Why so shocking? Because it is what has been termed a “sensation novel” (cue Wilkie Collins and his ilk) and featured generally female characters who were anything but rule-followers – they were the rebels of the mid-nineteenth century and did not do what their fathers / husbands / brothers / uncles told them to do. There’s murder. Infidelity. Madness. Lies. Money. I can only imagine the illicit thrill Braddon’s work would have given to a well-bred young Victorian lady reading this subversive text in her father’s or husband’s drawing room.

So, with that said, this is a thrilling novel and one that I was completely sucked into. It may have all the pieces of a vaudevillian melodrama, but I did not find it overwrought or heavy-handed in any way. (And it’s not often that you get to link “thrilling” and “Victorian” in the same sentence!)

The plot revolves around Sir Michael Audley, a middle-aged wealthy widower who marries the unlikely choice of a neighbor’s beautiful governess. Everyone around Sir Michael can see that she is marrying for money, and when Sir Michael’s nephew, an idle London barrister, comes into the mix and spots what is happening, the plot really gears up.

However, this is not just a straightforward murder mystery as there are tons of unpredictable twists and happenings along the way. (And you know how I likes me some unpredictable in my plots.)

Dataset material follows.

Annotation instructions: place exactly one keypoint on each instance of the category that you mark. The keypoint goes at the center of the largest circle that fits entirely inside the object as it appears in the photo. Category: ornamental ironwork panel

Forget Dickens. Forget boring. Forget what you had to read in school. Introduce your reading mind to Braddon (or any other sensation novelist) and enjoy a well-written and well-told story. These authors do not claim to be pronouncing judgment on society’s ill (a la Dickens et al.) – they just tell you a good story that sucks you in, and, when you reach the end, makes you sigh with satisfaction.

See also “East Lynne” by Ellen Woods (1861) or Wilkie Collins (“The Woman in White” or perhaps “The Moonstone”). I read these pre-blog, but there is loads of info and e-copies out there on the web for your further review.